Corriere del Veneto (Treviso e Belluno)
«Non solo corpo I medici pensino anche alla saggezza»
Professor Curi, medicina e filosofia: come mai questo binomio?
«Nel mondo antico, medicina e filosofia erano strettamente collegate. La prima era rivolta a curare il corpo, la seconda intendeva costituirsi come cura dell’anima. Inoltre, soprattutto nei dialoghi platonici, ma anche nel pensiero di Aristotele, la medicina incarnava un “modello” di sapere, diverso dalle scienze, ma anche non riconducibile ad un esercizio meramente empirico. Certamente, da allora molte cose sono cambiate.
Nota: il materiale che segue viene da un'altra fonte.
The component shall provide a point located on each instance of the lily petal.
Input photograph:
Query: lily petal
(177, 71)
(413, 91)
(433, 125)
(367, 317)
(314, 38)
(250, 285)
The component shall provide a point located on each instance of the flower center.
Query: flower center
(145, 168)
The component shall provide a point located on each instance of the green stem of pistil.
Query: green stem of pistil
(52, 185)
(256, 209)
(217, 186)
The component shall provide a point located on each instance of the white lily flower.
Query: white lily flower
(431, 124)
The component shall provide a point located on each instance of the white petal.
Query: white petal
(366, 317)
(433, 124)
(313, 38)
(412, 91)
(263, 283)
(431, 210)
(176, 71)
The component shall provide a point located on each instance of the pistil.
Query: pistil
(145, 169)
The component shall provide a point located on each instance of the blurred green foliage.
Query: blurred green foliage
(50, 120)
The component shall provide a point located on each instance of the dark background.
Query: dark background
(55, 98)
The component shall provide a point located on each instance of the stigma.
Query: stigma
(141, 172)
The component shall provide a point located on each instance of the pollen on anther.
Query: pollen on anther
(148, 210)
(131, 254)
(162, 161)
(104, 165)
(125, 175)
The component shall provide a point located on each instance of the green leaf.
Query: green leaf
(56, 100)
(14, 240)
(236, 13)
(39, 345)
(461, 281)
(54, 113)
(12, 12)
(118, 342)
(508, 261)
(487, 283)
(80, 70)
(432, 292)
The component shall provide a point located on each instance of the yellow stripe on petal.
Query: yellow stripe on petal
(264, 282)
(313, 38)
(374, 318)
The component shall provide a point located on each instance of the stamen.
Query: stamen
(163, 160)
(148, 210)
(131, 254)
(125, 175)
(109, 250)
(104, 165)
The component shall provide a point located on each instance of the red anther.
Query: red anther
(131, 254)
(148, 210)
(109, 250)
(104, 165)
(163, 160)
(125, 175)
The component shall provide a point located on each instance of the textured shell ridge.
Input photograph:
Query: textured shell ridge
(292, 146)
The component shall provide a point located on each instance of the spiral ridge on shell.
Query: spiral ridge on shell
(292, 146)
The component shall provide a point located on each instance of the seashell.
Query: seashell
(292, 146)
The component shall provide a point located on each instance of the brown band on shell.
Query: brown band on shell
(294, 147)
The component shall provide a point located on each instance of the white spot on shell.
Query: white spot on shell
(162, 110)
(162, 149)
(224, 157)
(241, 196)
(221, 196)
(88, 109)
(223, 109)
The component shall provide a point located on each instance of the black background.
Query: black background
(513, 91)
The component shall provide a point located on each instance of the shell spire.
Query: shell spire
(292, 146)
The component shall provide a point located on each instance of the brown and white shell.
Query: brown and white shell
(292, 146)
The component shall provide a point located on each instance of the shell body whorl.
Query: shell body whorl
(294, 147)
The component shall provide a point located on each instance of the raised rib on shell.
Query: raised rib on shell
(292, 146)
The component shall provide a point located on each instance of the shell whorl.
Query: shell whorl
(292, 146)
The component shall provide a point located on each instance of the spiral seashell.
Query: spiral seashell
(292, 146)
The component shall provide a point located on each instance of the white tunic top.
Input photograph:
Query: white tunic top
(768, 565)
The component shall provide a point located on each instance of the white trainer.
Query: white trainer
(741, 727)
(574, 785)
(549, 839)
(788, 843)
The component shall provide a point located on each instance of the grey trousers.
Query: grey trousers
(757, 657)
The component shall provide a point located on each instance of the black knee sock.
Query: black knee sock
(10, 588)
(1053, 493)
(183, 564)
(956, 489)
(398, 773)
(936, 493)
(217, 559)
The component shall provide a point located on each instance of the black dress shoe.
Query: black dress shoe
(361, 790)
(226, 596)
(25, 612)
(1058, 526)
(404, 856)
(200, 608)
Ma sono convinto – e ne mio libro cerco di argomentare questo punto di vista – che anche al giorno d’oggi un’impostazione in senso lato filosofica è implicita nel lavoro del medico».
Con quale criterio ha scelto le quattro «parole chiave» su cui è costruito il suo libro?
«Sono le parole fondamentali per cercare di approfondire lo statuto teorico e metodologico della medicina. Il lettore troverà in qualche modo una sorpresa, visto che uno dei capitoli è dedicato al concetto di farmaco. Noi abbiamo perso, rispetto alla cultura greco-latina, la consapevolezza della caratteristica principale di ogni farmaco, e cioè la sua costitutiva e ineliminabile duplicità. I farmacologi possono confermare un dato che troppo spesso dimentichiamo, e cioè che non esiste un farmaco che faccia solo bene. Anzi, estremizzando (ma neanche troppo) il ragionamento, si potrebbe dire che un farmaco se non fa anche male, allora vuol dire che non fa niente. Per ricostruire l’intrinseca ambivalenza del farmaco, sono risalito fino alla diffusa pratica del capro espiatorio, funzionante come potente farmaco sociale».
Una delle parti più suggestive del suo libro è quella in cui descrive il cambiamento che è intervenuto nella nozione di terapia. Di cosa si tratta?
«In origine, therapéia vuol dire servizio. Il termine implica dunque che vi sia qualcuno che si mette a disposizione di un altro, che se ne prenda dunque cura. E il termine latino cura vuol dire “preoccupazione”, e sta dunque a indicare che vi è qualcuno che “sta in pensiero” per noi. Poco alla volta, da queste accezioni originarie si è verificata una trasformazione radicale. Curare da verbo intransitivo (“mi preoccupo” per qualcuno) è diventato un verbo transitivo. E la terapia, anziché “servizio”, ha finito per coincidere con la somministrazione di farmaci o con la messa in atto di procedure spesso molto sofisticate».
Come vede oggi la figura del medico, quale la sua “missione”?
«Credo che valga ancora l’efficace metafora di Platone. Il medico è come il nocchiero di una nave. Quando c’è mare calmo, qualunque nocchiero, anche se sprovvisto di esperienza e di conoscenze, è capace di guidare la nave, nascondendo ai più la sua imperizia. Ma se c’è il mare in burrasca, allora solo chi abbia l’esperienza e le competenze necessarie riesce a condurre in porto la nave. E ciò vale evidentemente anche per il medico. Più in generale, io credo che lo studio della filosofia potrebbe giovare molto a coloro che si accingono ad esercitare la professione medica. Per me vale ancora quella frase di Platone che ho messo come exergo del libro: “Di fatto, oggi, questo è l’errore che fanno gli uomini, ossia che alcuni cercano di essere medici della saggezza o della salute, ma separatamente l’una dall’altra”».